具体的には、例えば、非表層領域の断面のSEM画像である図6においては、第1の繊維束A2の数(A2)は3個であり、第2の繊維束B2の数(B2)は14個であり、第3の繊維束C2の数(C2)は30個である。従って、図6から求められる、非表層領域の繊維束の総数(T2)に対する、第1の繊維束A2の数(A2)の割合は、{3/(3+14+30)}×100=6%と算出される。また、非表層領域の繊維束の総数(T2)に対する、第2の繊維束B2の数(B2)の割合は、{14/(3+14+30)}×100=30%と算出される。
本実施形態の立毛人工皮革においては、非表層領域の繊維束の総数(T2)に対する、第1の繊維束の数(A2)の割合は0~10%であり、好ましくは0~8%である。非表層領域における第1の繊維束の数(A2)の割合が10%を超える場合には、風合いが固くなる。
また、非表層領域の繊維束の総数(T2)に対する、第2の繊維束の数(B2)の割合は10~40%、さらには15~35%であることが、抗ピリング性と柔軟な風合いとのバランスに優れる点からとくに好ましい。

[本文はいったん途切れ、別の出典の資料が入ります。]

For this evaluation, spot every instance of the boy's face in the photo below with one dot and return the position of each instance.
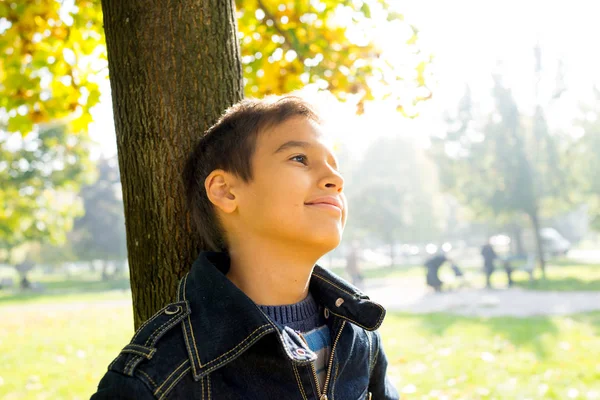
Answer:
(294, 177)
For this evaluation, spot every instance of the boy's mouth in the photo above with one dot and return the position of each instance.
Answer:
(326, 202)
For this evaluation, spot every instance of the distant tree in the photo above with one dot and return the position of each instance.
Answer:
(40, 176)
(100, 233)
(584, 155)
(175, 66)
(504, 166)
(390, 196)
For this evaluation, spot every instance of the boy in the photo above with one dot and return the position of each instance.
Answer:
(256, 318)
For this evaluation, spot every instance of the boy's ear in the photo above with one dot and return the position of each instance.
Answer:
(219, 185)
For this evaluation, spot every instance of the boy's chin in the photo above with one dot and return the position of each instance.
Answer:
(326, 243)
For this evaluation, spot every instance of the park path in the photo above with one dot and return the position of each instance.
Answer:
(413, 297)
(410, 295)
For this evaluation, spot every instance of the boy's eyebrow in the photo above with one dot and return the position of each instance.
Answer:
(298, 143)
(292, 143)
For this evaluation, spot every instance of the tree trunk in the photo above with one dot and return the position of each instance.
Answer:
(535, 223)
(174, 67)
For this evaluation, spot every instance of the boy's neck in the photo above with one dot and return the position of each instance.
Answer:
(271, 275)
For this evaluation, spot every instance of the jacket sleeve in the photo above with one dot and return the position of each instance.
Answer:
(117, 386)
(380, 386)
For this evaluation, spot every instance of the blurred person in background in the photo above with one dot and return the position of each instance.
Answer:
(433, 265)
(489, 255)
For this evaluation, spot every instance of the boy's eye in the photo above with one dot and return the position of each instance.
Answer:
(300, 158)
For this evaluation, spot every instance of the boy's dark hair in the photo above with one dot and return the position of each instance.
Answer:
(229, 145)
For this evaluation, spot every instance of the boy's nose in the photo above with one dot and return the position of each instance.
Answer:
(333, 180)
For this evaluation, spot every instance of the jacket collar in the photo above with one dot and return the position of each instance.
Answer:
(224, 322)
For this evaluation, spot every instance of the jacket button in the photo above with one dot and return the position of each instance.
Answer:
(172, 310)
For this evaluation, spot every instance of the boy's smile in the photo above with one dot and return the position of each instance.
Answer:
(296, 192)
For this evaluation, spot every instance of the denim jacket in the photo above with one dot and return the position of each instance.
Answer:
(215, 343)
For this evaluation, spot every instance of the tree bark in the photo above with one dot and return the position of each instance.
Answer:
(174, 67)
(535, 223)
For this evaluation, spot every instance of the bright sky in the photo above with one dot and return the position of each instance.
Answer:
(467, 38)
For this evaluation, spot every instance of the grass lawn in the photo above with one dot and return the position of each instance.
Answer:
(59, 348)
(447, 357)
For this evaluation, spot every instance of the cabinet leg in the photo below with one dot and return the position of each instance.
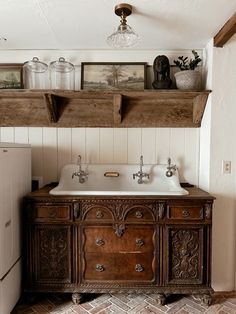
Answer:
(206, 299)
(161, 299)
(76, 297)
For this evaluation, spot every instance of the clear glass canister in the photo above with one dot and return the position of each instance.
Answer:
(35, 74)
(62, 74)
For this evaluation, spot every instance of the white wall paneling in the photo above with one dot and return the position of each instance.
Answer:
(78, 144)
(148, 148)
(120, 146)
(50, 156)
(53, 148)
(64, 150)
(92, 145)
(36, 141)
(7, 135)
(134, 145)
(106, 150)
(21, 135)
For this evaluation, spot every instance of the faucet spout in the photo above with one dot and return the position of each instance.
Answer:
(170, 168)
(81, 174)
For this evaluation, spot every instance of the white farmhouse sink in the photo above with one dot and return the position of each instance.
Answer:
(98, 184)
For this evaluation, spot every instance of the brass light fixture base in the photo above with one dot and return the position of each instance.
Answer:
(123, 9)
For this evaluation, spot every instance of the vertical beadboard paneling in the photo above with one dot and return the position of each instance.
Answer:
(8, 134)
(120, 146)
(149, 145)
(49, 155)
(177, 150)
(106, 145)
(63, 148)
(78, 144)
(21, 135)
(191, 164)
(36, 141)
(92, 145)
(134, 145)
(162, 145)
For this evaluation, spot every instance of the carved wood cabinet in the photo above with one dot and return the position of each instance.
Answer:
(81, 245)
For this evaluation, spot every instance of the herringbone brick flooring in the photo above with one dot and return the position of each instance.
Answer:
(132, 304)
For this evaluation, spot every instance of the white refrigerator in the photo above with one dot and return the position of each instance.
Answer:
(15, 182)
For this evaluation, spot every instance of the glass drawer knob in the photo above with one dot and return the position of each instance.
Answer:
(139, 268)
(139, 214)
(100, 242)
(139, 242)
(185, 213)
(100, 267)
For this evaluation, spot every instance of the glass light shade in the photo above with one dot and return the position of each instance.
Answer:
(124, 37)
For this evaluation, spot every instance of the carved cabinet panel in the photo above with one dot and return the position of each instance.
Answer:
(52, 254)
(184, 247)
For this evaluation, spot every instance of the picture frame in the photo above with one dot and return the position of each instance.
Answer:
(11, 76)
(113, 75)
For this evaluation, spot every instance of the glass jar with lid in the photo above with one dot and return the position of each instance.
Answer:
(35, 74)
(62, 74)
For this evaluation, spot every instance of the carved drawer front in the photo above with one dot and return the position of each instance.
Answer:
(97, 212)
(104, 239)
(52, 254)
(117, 266)
(185, 258)
(59, 212)
(140, 213)
(186, 212)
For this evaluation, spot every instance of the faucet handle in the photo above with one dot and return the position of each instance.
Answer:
(79, 159)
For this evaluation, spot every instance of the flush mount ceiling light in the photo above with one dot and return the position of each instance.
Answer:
(124, 36)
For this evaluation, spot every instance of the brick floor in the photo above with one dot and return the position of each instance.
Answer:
(223, 303)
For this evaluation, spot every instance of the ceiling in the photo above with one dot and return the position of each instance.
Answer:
(85, 24)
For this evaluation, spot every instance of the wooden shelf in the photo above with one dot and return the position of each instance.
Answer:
(148, 108)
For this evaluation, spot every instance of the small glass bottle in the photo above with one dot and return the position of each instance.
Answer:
(35, 74)
(62, 74)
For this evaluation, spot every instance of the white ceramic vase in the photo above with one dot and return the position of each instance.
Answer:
(188, 79)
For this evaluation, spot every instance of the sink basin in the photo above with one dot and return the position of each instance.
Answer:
(124, 184)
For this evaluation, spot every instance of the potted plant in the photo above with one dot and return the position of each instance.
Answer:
(187, 78)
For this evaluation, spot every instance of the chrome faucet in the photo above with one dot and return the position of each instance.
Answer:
(80, 173)
(170, 169)
(140, 174)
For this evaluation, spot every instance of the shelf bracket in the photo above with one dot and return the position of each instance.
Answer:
(51, 105)
(199, 104)
(117, 108)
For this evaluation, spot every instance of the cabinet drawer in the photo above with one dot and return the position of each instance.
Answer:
(134, 239)
(59, 212)
(121, 267)
(139, 213)
(186, 212)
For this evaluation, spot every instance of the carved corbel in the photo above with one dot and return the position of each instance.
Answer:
(208, 210)
(161, 210)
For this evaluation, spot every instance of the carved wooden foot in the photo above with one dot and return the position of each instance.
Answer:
(76, 297)
(30, 297)
(206, 299)
(161, 299)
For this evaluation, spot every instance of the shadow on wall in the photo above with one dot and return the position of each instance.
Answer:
(224, 243)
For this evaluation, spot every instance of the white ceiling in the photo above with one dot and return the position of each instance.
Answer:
(85, 24)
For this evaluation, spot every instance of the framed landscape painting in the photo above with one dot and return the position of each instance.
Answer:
(11, 75)
(113, 76)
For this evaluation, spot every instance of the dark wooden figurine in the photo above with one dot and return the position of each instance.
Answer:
(161, 69)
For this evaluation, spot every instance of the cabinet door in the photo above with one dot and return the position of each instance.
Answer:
(52, 254)
(185, 262)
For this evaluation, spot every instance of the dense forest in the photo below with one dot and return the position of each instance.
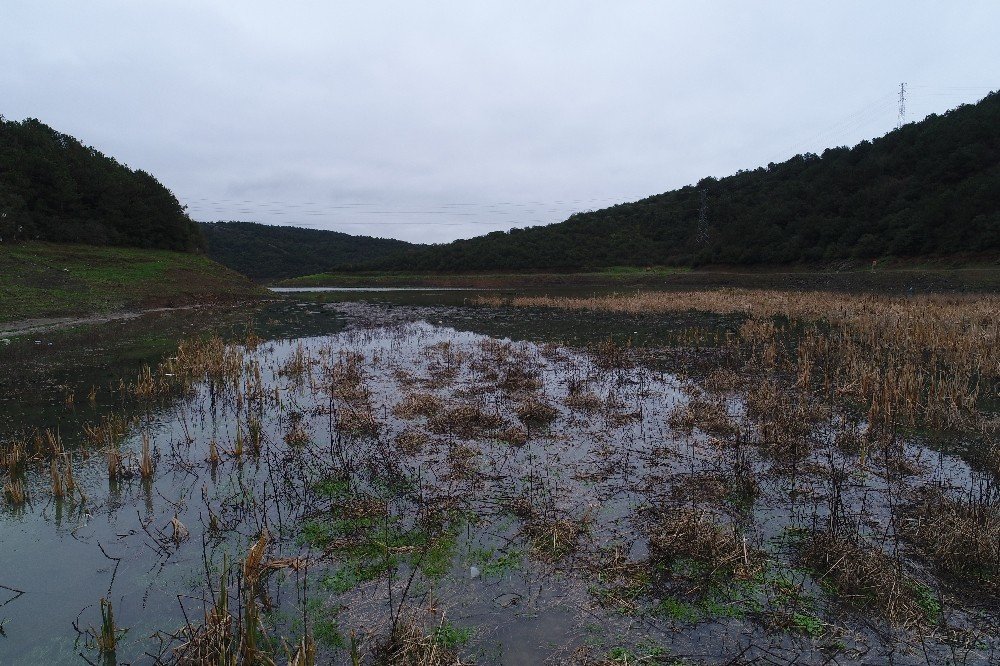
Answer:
(53, 188)
(930, 188)
(265, 252)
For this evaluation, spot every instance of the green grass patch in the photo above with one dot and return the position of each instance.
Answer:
(39, 280)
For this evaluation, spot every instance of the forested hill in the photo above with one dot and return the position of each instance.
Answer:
(265, 252)
(53, 188)
(931, 188)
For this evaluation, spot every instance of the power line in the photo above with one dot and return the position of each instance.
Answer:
(902, 105)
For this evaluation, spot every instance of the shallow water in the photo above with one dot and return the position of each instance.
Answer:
(610, 467)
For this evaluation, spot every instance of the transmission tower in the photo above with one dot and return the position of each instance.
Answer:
(902, 105)
(702, 237)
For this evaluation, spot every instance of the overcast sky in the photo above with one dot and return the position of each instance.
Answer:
(430, 121)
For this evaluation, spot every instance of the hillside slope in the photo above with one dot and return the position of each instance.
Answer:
(58, 280)
(928, 189)
(53, 188)
(266, 252)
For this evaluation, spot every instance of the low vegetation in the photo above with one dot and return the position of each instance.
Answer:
(39, 280)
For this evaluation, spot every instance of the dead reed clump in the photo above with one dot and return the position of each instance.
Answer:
(961, 536)
(14, 456)
(911, 359)
(693, 536)
(535, 410)
(410, 643)
(418, 404)
(862, 576)
(146, 467)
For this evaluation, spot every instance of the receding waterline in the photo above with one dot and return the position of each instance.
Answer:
(285, 290)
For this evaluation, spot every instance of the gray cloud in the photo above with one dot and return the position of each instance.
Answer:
(432, 121)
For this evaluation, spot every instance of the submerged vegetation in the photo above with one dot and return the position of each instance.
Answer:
(813, 479)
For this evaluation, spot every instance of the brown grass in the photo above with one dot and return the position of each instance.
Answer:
(862, 576)
(905, 359)
(961, 536)
(698, 536)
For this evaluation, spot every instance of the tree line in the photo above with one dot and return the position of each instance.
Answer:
(930, 188)
(53, 188)
(267, 252)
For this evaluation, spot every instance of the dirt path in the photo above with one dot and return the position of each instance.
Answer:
(25, 326)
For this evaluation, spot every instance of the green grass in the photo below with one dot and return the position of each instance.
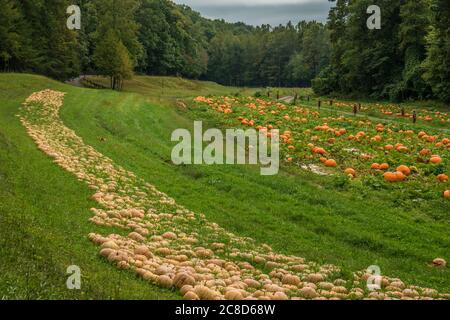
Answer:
(44, 211)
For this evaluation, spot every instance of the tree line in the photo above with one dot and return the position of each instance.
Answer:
(407, 59)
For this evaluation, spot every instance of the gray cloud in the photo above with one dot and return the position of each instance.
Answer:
(259, 12)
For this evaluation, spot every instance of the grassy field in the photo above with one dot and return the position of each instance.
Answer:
(44, 211)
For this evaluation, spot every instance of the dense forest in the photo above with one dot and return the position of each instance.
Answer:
(409, 58)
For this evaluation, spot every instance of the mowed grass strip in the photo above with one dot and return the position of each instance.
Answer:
(44, 214)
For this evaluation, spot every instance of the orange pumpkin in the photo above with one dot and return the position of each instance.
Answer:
(405, 170)
(350, 172)
(390, 177)
(436, 159)
(384, 166)
(400, 176)
(375, 166)
(331, 163)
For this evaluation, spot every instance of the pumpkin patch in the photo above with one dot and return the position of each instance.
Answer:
(340, 143)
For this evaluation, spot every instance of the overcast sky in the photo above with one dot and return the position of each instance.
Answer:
(257, 12)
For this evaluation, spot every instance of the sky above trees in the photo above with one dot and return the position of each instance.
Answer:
(257, 12)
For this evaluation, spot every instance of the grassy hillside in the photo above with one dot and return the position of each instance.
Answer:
(44, 211)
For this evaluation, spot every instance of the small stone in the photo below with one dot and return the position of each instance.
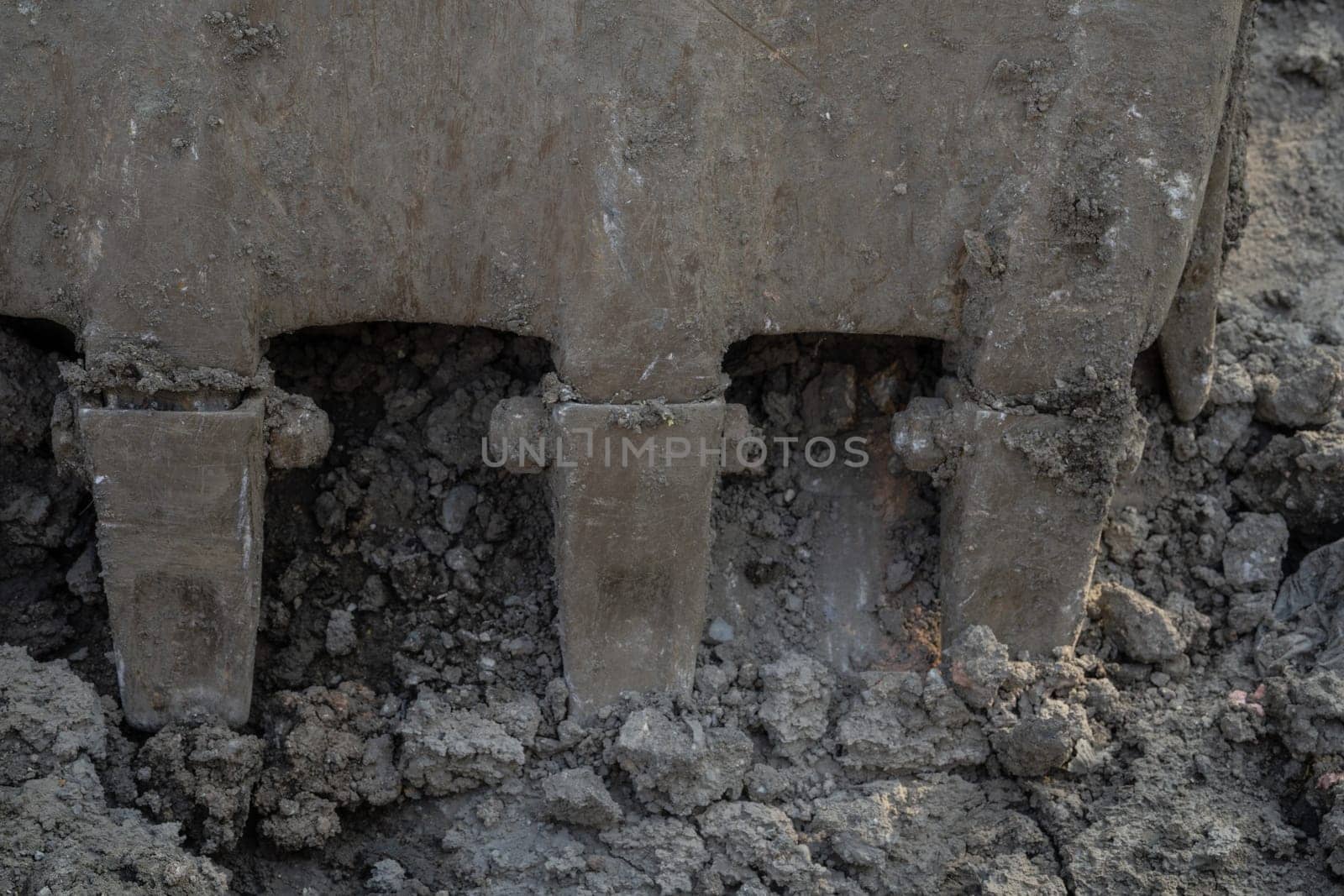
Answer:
(830, 401)
(1142, 631)
(456, 508)
(797, 700)
(1253, 557)
(387, 878)
(578, 797)
(719, 633)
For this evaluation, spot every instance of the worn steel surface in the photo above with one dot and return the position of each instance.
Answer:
(642, 184)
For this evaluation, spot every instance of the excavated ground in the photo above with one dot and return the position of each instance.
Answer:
(410, 734)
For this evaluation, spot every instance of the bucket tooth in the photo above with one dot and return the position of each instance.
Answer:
(179, 500)
(632, 535)
(1021, 523)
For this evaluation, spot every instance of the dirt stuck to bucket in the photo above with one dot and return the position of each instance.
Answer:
(410, 728)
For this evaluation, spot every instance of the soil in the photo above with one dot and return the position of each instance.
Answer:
(409, 728)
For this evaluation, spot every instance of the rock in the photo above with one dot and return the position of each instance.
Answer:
(60, 837)
(1307, 625)
(936, 833)
(718, 633)
(1319, 582)
(1043, 741)
(49, 718)
(904, 721)
(830, 401)
(1319, 55)
(1307, 711)
(679, 766)
(1304, 390)
(517, 714)
(1332, 837)
(1300, 477)
(1126, 532)
(796, 705)
(340, 633)
(203, 778)
(753, 839)
(448, 752)
(1254, 551)
(978, 665)
(456, 508)
(1140, 629)
(328, 748)
(667, 849)
(1247, 610)
(578, 797)
(387, 876)
(297, 432)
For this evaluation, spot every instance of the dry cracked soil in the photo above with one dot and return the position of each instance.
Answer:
(410, 735)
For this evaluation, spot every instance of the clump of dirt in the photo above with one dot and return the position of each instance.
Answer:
(412, 731)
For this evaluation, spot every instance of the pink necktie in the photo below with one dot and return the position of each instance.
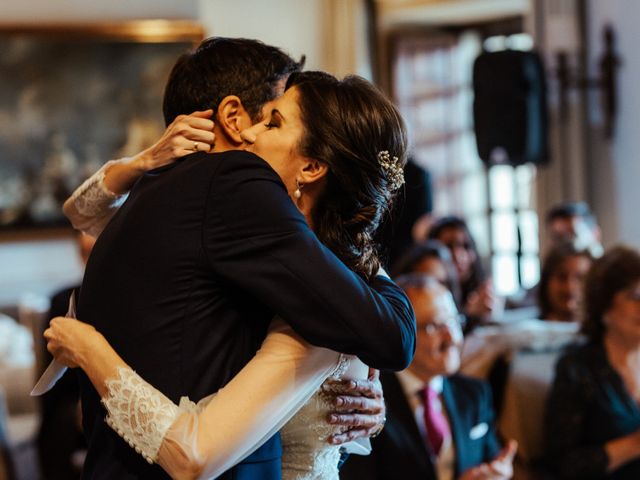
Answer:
(434, 420)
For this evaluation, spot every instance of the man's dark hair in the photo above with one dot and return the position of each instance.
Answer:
(572, 209)
(219, 67)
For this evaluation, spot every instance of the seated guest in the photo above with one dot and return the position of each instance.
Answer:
(574, 222)
(440, 425)
(561, 283)
(593, 410)
(571, 222)
(431, 258)
(478, 299)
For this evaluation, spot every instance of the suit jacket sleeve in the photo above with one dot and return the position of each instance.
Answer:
(256, 238)
(492, 444)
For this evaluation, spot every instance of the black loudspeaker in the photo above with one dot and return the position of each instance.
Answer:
(510, 108)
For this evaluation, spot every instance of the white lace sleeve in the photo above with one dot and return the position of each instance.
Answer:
(92, 205)
(204, 440)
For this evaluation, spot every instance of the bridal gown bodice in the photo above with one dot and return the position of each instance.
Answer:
(279, 390)
(306, 454)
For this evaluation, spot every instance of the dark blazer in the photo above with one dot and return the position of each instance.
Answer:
(186, 277)
(588, 406)
(400, 451)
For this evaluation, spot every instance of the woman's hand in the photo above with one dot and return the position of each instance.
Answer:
(71, 341)
(185, 135)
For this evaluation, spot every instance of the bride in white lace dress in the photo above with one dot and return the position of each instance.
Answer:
(205, 439)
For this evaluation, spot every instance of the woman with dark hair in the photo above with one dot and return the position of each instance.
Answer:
(431, 258)
(477, 298)
(339, 148)
(593, 410)
(561, 283)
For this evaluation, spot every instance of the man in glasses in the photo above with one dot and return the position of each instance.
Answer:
(440, 425)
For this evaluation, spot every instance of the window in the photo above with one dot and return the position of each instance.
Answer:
(432, 85)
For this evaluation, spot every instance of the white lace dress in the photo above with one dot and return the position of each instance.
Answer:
(205, 439)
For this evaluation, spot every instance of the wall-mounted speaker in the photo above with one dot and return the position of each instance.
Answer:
(510, 108)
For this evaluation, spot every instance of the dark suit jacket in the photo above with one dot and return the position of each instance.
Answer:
(185, 279)
(400, 451)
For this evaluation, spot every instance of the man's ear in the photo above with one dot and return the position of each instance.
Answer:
(313, 171)
(232, 118)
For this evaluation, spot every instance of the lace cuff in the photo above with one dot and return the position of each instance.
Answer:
(93, 204)
(139, 413)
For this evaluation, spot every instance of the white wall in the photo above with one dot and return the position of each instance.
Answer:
(616, 165)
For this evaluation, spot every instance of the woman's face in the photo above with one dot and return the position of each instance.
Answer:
(564, 289)
(277, 137)
(456, 240)
(623, 317)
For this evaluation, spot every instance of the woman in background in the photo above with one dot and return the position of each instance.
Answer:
(477, 299)
(561, 283)
(592, 417)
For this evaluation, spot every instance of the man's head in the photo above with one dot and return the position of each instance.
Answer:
(439, 339)
(248, 72)
(574, 222)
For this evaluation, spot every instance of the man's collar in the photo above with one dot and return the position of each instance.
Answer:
(410, 383)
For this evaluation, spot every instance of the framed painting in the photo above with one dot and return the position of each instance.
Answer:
(73, 97)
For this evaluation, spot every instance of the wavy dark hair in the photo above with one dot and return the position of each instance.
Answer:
(552, 262)
(221, 66)
(347, 124)
(617, 270)
(406, 264)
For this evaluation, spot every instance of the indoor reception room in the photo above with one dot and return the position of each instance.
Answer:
(444, 282)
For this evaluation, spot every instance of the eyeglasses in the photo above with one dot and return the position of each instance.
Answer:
(454, 322)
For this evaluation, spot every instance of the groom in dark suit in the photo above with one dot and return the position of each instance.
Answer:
(440, 425)
(186, 277)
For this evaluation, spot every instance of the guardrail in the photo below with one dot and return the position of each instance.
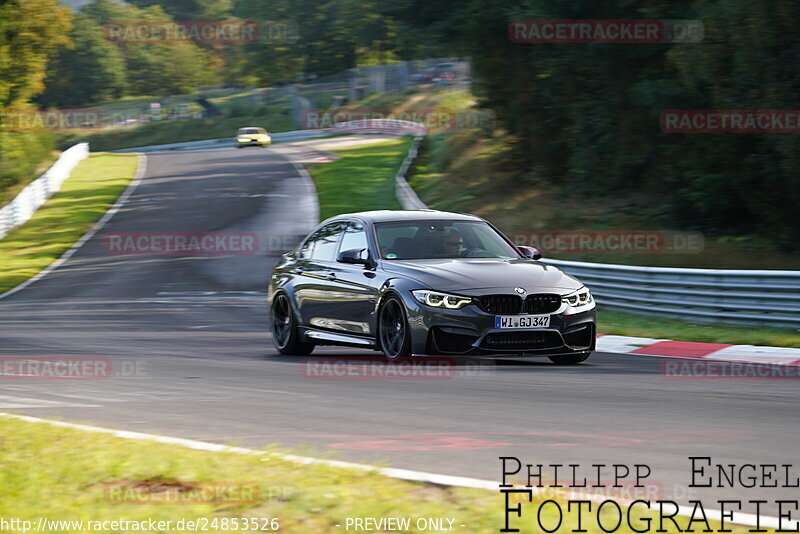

そして、非表層領域においても、240μm×180μmに相当する0.04mmの面積の視野に、50μm以上の直線長さを有する、連続領域が平均1個以上観察される。図5のSEM画像においては、140μmの直線長さを有する連続領域R4と、70μmの直線長さを有する連続領域R5と、が確認できる。この画像における連続領域の最大長さは連続領域R4の140μmである。
そして、連続領域R4、R5はそれぞれ多数の繊維束と接着、接触、または近接している。
次に、上述した本実施形態の立毛人工皮革の製造方法について、以下に詳しく説明する。本実施形態の立毛人工皮革は、例えば、次のような工程によって製造される。
はじめに、海成分として水溶性ポリビニルアルコール系樹脂(水溶性PVA)、島成分として極細繊維となる非水溶性樹脂、を含む海島型複合繊維の絡合体を製造する。そして、海島型複合繊維の絡合体に、造膜性の高い第1のポリウレタン水分散液を含浸させる。そして、第1のポリウレタン水分散液中の第1の水系ポリウレタンの分散粒子が融着する温度で加熱乾燥して造膜させることにより、第1の水系ポリウレタンが付与された繊維基材を製造する。そして、繊維基材を形成する海島型複合繊維から海成分である水溶性PVAを除去された人工皮革生機を得る。そして、人工皮革生機の少なくとも一面にバフィングにより表層の極細繊維を起毛させて、立毛面を有する立毛人工皮革生機を製造する。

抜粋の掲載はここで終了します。